To the Editor,

Since the first report of a cluster of unexplained pneumonia cases in Wuhan, China on December 31, 2019, there has been a veritable avalanche of research publications on COVID-19 to better understand the virus and its impact. We sought to quantify the pace of publication and describe characteristics of abstracts pertaining to COVID-19 in PubMed since the beginning of the calendar year using an automated approach.

We conducted a search of PubMed using R version 4.0.2 and the National Library of Medicine’s (NLM) E-utilities application programming interface (API) and query string: ((wuhan[All Fields] AND (“coronavirus”[MeSH Terms] OR “coronavirus”[All Fields])) AND 2019/12[PDAT]: 2030[PDAT]) OR 2019-nCoV[All Fields] OR 2019nCoV[All Fields] OR COVID-19[All Fields] OR SARS-CoV-2[All Fields]. All results from January 1, 2020 to November 02, 2020 were included. Details, including date of publication, country, language, publication type and journal name were extracted.

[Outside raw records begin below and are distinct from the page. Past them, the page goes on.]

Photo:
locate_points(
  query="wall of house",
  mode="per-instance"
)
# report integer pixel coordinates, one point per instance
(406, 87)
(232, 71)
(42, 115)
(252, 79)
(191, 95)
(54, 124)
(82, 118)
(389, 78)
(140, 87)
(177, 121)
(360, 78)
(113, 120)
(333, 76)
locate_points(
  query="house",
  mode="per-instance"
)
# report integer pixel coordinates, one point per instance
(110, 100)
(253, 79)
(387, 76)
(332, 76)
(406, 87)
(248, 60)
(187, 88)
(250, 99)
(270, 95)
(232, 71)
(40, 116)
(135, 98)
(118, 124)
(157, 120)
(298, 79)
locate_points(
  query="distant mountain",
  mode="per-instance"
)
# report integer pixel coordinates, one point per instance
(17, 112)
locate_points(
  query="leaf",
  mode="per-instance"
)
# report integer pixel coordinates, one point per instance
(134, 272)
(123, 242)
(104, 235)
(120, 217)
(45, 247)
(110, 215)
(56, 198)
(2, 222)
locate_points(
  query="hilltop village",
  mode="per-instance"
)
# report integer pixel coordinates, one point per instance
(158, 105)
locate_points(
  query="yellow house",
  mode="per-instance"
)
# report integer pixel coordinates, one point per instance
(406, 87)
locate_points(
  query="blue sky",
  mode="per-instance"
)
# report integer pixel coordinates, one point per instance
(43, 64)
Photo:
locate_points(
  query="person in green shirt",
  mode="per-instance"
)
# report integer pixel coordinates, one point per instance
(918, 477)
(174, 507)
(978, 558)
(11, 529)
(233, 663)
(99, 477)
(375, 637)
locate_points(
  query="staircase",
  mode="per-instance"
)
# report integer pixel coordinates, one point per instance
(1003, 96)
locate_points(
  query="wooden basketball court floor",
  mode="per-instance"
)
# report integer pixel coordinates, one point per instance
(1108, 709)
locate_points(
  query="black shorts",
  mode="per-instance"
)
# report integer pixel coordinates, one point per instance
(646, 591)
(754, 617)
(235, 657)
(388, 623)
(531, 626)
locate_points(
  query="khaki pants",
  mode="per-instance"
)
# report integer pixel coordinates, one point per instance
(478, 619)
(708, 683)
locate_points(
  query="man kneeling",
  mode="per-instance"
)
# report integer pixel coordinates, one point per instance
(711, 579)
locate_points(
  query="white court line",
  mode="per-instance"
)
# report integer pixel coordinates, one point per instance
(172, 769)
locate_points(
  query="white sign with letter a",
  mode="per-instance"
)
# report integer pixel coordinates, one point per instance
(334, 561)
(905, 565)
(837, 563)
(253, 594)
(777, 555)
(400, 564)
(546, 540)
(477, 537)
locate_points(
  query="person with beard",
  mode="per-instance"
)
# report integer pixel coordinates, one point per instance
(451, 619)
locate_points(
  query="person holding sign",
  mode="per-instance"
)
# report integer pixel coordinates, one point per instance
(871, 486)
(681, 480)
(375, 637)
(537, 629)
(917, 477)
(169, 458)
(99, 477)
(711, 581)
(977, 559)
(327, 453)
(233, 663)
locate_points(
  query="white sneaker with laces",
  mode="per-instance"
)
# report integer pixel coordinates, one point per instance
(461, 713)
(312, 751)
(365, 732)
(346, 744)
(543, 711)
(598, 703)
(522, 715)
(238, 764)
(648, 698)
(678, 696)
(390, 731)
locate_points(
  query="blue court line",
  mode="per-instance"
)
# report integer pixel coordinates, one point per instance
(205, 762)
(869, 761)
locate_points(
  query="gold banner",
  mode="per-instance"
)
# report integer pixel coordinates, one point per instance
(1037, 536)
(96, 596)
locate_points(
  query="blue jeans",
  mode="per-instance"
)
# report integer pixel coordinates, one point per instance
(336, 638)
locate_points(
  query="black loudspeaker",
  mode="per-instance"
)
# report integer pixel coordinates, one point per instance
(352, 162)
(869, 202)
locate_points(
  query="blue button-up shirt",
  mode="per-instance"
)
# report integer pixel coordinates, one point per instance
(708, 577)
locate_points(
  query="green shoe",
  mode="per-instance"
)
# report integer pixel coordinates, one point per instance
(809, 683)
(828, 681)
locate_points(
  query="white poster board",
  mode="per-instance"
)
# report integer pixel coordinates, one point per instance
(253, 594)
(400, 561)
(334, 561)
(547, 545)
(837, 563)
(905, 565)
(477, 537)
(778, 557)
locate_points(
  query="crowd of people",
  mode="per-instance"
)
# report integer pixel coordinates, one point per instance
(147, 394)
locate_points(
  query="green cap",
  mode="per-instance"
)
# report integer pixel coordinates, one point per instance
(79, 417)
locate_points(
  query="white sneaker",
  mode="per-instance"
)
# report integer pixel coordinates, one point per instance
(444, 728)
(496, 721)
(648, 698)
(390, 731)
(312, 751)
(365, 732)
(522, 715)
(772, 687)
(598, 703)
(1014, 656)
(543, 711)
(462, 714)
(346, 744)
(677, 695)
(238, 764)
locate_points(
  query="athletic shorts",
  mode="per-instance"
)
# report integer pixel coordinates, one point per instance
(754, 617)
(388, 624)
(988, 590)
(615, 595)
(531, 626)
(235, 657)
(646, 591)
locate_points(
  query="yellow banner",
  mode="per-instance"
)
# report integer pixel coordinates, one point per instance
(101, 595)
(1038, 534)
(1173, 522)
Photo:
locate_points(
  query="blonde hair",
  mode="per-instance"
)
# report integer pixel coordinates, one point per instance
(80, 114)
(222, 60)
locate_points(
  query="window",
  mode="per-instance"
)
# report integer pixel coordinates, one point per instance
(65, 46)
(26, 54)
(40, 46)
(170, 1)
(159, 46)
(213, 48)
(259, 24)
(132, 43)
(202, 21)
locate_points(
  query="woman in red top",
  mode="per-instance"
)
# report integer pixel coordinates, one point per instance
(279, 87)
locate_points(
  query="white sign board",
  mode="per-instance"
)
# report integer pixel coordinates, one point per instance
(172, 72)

A total of 57,263 articles were included in our analysis. 19,469 (34.0%) were ahead of print, 14,383 (25.1%) were e-published, and 23,411 (40.9%) were published in print at the time of data extraction. Over the 43-week period, a median of 1682 articles were published per week. There was a peak of 2277 articles published the week of May 11th (Fig. 1). The United States accounted for the most publications (20,460 [35.7%]) followed by England (15,471 [27.0%]) and the Netherlands (4980 [8.70%]). Most publications were in English (56,114 [98.0%]) with small percentages in Spanish (379 [0.66%]), German (231 [0.40%]), and French (225 [0.39%]). The preprint servers, medRxiv (609 [1.1%]) and bioRxiv (479 [0.8%]), were among the top five sources with most publications.

Fig. 1
figure 1

Weekly number of publications related to COVID-19 from January 1, 2020 to November 02, 2020 in PubMed. Legend: The x axis indicates the weeks from January 1, 2020 to November 02, 2020. Weeks are defined by the Monday to Sunday period with x-axis tick marks indicating the date of the Monday starting each week

The COVID-19 pandemic has been accompanied by an unprecedented rate of scientific publication that has overwhelmed frontline providers and the public health community. Our analysis found a total of 57,263 articles in PubMed on COVID-19, compared to only 3386 articles regarding Influenza H1N1 pandemic during the initial 43-week period from April 20, 2009 to February 15, 2010 [1].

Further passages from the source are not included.